BACKGROUND: People's legs are capable of a broad range of gait patterns, but we mostly use just two: walking and running. Cornell researchers have developed a computer model that could compare walking and running with an infinite variety of other gaits. It turns out that walking is the most energy-efficient gait for slow speeds and running is the most energy efficient gait for fast speeds. The new simulation also uncovered a "new", seldom-used gait for intermediate speeds that looks like "tired" running with slow motion landings.

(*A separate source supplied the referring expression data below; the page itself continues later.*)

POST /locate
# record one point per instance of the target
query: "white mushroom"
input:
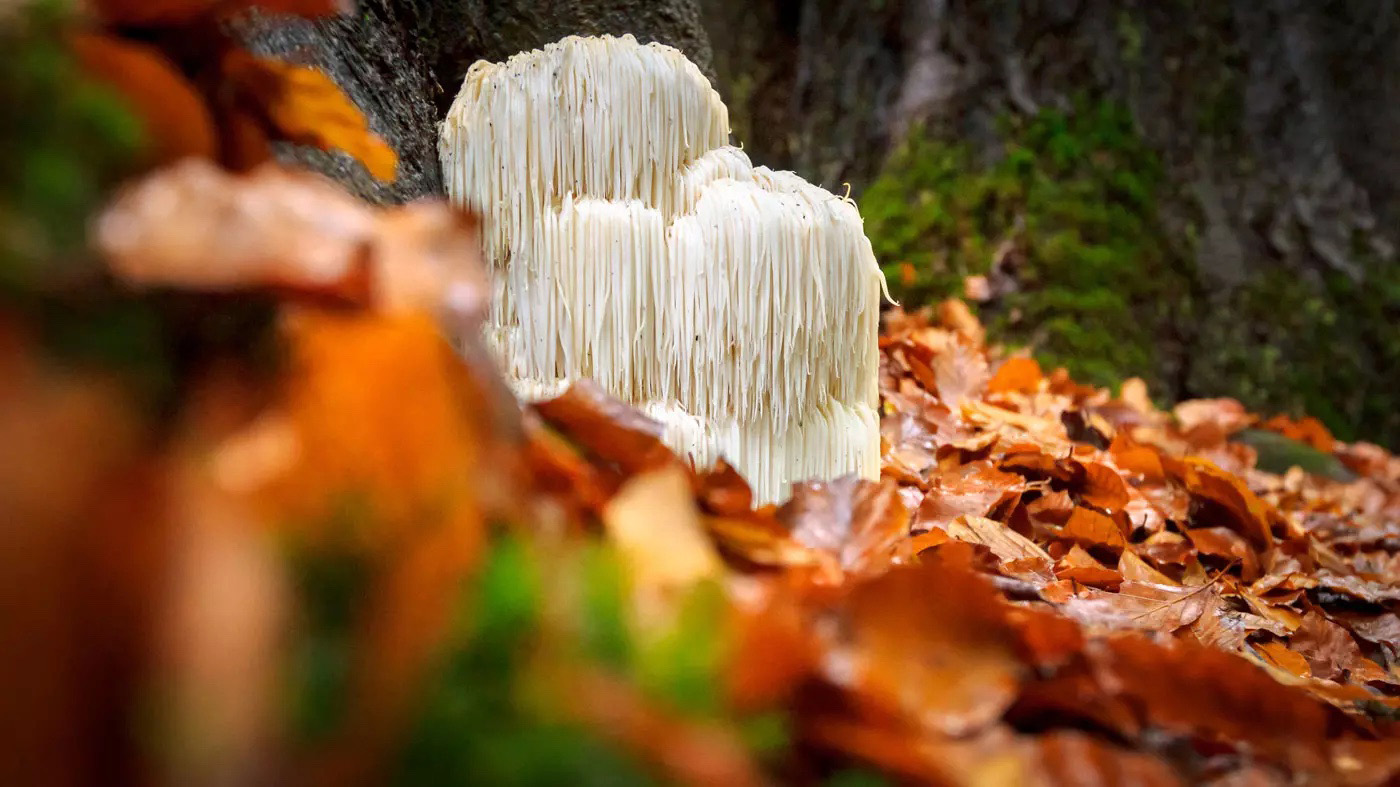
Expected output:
(632, 245)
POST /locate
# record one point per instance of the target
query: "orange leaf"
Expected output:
(1103, 488)
(1138, 570)
(1136, 460)
(304, 105)
(1017, 374)
(1080, 566)
(1252, 516)
(1278, 656)
(1092, 528)
(174, 118)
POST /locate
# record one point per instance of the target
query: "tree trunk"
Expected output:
(1277, 123)
(402, 62)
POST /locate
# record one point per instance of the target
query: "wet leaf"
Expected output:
(198, 227)
(175, 121)
(945, 660)
(1015, 374)
(606, 427)
(1089, 528)
(1102, 488)
(1080, 566)
(1004, 542)
(1138, 605)
(854, 520)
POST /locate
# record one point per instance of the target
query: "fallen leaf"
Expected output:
(193, 226)
(1015, 374)
(1004, 542)
(854, 520)
(657, 527)
(1138, 605)
(1330, 651)
(1277, 656)
(947, 658)
(1102, 488)
(1224, 542)
(606, 427)
(1138, 570)
(1081, 567)
(175, 121)
(1092, 528)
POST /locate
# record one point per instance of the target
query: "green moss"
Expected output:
(1325, 346)
(1070, 205)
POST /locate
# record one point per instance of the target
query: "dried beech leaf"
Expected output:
(193, 226)
(1091, 528)
(1015, 374)
(175, 121)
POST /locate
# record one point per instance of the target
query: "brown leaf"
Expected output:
(1092, 528)
(657, 528)
(175, 121)
(304, 105)
(1015, 374)
(1224, 542)
(773, 650)
(193, 226)
(945, 658)
(1004, 542)
(1277, 656)
(1102, 488)
(606, 427)
(1214, 695)
(854, 520)
(1218, 626)
(760, 541)
(1138, 461)
(1138, 570)
(1138, 605)
(969, 489)
(1249, 516)
(1070, 759)
(1081, 567)
(1330, 651)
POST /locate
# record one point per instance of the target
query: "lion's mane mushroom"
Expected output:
(632, 245)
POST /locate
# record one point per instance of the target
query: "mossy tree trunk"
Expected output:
(1276, 125)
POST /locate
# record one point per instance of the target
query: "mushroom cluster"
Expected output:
(632, 245)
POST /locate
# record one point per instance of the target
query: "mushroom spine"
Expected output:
(630, 244)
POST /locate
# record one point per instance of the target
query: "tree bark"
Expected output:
(402, 62)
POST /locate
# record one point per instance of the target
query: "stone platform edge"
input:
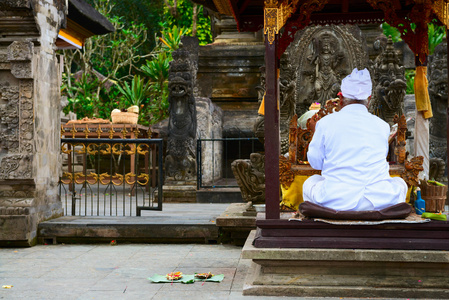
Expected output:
(346, 272)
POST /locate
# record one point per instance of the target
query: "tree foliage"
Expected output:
(131, 65)
(436, 34)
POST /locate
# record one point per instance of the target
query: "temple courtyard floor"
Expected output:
(80, 270)
(121, 272)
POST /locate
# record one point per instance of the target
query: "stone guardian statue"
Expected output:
(180, 161)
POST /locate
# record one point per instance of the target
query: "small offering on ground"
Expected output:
(204, 275)
(174, 275)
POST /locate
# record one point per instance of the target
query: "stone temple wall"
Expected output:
(210, 123)
(29, 118)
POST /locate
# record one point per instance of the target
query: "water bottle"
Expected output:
(420, 204)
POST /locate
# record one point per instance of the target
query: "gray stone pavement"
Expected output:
(121, 272)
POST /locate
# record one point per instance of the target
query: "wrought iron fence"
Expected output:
(115, 176)
(214, 158)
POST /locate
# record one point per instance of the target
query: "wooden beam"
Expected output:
(244, 6)
(272, 129)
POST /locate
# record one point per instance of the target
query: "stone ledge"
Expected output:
(346, 272)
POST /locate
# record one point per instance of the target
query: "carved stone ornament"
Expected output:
(180, 162)
(438, 93)
(16, 167)
(250, 175)
(328, 54)
(389, 84)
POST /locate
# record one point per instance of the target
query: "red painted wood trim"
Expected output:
(272, 130)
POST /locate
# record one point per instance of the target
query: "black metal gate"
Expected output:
(111, 176)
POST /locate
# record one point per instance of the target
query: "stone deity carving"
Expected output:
(250, 175)
(180, 162)
(326, 58)
(327, 55)
(389, 84)
(438, 93)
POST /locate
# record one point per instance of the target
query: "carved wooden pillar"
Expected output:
(271, 31)
(447, 109)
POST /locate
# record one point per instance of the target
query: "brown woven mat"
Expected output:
(412, 218)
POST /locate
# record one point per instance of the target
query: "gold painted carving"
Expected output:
(86, 131)
(108, 149)
(286, 173)
(80, 178)
(142, 149)
(132, 148)
(92, 149)
(223, 7)
(73, 131)
(142, 179)
(124, 132)
(276, 15)
(117, 149)
(64, 149)
(82, 150)
(116, 179)
(111, 133)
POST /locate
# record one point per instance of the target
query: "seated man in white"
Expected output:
(350, 148)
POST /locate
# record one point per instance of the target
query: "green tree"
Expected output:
(185, 14)
(110, 58)
(436, 34)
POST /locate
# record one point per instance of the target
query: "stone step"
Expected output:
(177, 223)
(71, 229)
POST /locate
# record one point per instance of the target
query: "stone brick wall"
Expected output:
(29, 117)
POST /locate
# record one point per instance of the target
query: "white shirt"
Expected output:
(350, 147)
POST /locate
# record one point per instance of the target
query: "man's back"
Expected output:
(350, 147)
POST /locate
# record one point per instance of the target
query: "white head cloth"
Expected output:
(357, 85)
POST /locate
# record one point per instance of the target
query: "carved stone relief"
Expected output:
(389, 84)
(16, 167)
(323, 56)
(250, 176)
(180, 162)
(16, 112)
(438, 93)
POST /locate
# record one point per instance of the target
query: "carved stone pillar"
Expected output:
(29, 118)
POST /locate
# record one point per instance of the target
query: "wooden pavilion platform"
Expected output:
(283, 233)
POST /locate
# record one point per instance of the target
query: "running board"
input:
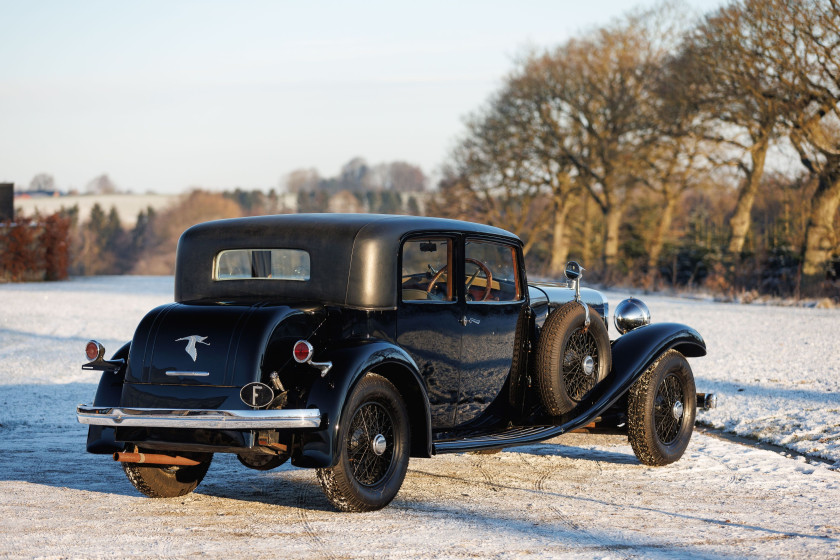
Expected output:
(498, 440)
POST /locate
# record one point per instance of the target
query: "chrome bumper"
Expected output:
(211, 419)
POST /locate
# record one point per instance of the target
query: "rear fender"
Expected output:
(101, 438)
(320, 449)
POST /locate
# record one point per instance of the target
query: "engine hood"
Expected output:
(205, 344)
(545, 295)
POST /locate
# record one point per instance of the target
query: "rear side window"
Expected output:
(263, 264)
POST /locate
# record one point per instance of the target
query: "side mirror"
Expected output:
(573, 270)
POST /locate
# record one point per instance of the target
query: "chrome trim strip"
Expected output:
(198, 418)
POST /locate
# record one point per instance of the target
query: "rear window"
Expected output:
(264, 264)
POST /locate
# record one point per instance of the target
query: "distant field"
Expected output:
(128, 205)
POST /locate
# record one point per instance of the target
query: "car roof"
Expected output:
(354, 257)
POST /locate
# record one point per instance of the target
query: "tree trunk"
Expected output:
(612, 225)
(740, 221)
(658, 240)
(820, 238)
(586, 242)
(559, 246)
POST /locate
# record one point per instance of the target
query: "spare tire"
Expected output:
(571, 357)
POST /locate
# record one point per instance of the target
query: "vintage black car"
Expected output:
(349, 343)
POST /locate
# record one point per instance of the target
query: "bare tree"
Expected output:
(594, 97)
(731, 66)
(494, 173)
(101, 184)
(809, 41)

THE STUDY: The Cornell researchers compared the mechanics of walking and running with many other gaits (such as skipping), using a set of computer models that simulated physical measurements such as leg length, force, body velocity and trajectory, forward speed, and work. The aim was to discover the most efficient means for a person to get from one place to another with the least amount of muscle work. When people walk, they swing their body over a relatively straight leg with each step; when they run, they bounce up off a bent leg between aerial phases. Both these use less energy than more unusual gaits.
ABOUT BIOMECHANICS: Biomechanics is the study of the anatomical principles of movement, such as how birds and insects fly; how fish swim; and the most efficient ways a human can move. When we walk, with every step, the foot strikes the ground on the outside edge of the heel, the shinbone twists inward, and the foot rolls inward to bear the weight, absorbing the shock of impact. Then the shinbone twists outward and the foot begins to lift at the heel, providing a springboard for the toes to push the body's weight forward off the ground. The foot then swings forward to repeat the cycle. Running has similar mechanics, but can be seen as a series of alternating hops from left to right leg.